Given the facts as stated herein, Florida case law suggests that the Husband will probably not prevail on this argument.   Let’s say the Husband could prove that the purchase of the Home was from a significant contribution of his non-marital funds.   However, the Wife may argue that the Husband’s non-marital funds used towards the purchase of the Home were, in essence, “commingled”, especially in light of the fact that the parties took title to the Property as “Husband and Wife” and, thereafter, both parties contributed to the maintenance and upkeep of the Property.    The Wife may further argue that the Husband’s contribution, as commingled, is untraceable and/ or was a gift from the Husband to the Wife.   Further, even though the mortgage principal was reduced primarily as a result of the Husband’s marital earnings, this does not give him any further legal basis for an unequal distribution.  

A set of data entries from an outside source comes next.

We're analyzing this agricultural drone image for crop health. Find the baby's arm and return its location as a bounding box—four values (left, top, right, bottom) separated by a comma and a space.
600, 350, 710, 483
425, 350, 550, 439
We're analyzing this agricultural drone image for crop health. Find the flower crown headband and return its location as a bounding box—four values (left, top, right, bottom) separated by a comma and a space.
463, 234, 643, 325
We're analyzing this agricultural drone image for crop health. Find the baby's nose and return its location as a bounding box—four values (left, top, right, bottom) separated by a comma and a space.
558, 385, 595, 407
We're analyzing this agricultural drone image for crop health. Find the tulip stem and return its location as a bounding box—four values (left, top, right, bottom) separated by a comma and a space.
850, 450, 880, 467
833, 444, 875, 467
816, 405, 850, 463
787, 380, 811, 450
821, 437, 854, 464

One other noteworthy matter.   The parties have two minor children.  Let’s say that the children have lived in the marital home since birth; that the Home is within their school district; and the note/ mortgage payment with taxes and insurance, is “financially feasible” (for example, the monthly mortgage payment including taxes and insurance is relatively affordable and rent for a leased property would be the equivalent cost).   Let’s assume the Husband gets a majority of overnights with the children as part of the parenting plan.  Can the Husband obtain an unequal distribution of the Home in this instance?    A parent may obtain the exclusive use and possession of Home (not ownership) if maintaining the Home as a residence for the children during their minority is desirable and same would otherwise be in their best interests and, further, to do so is “financially feasible”.  Section 61.075(1)(h), Florida Statutes.    The Wife may argue that the Home is the parties’ only significant asset, that it has equity and she is in need of her 1/2 share of the equity to re-establish herself in another residence.   If the Court agrees with the Wife’s position, then the Husband may not be awarded the exclusive use and possession of the Home during the minority of the children (although he may refinance and buy out the Wife’s interest).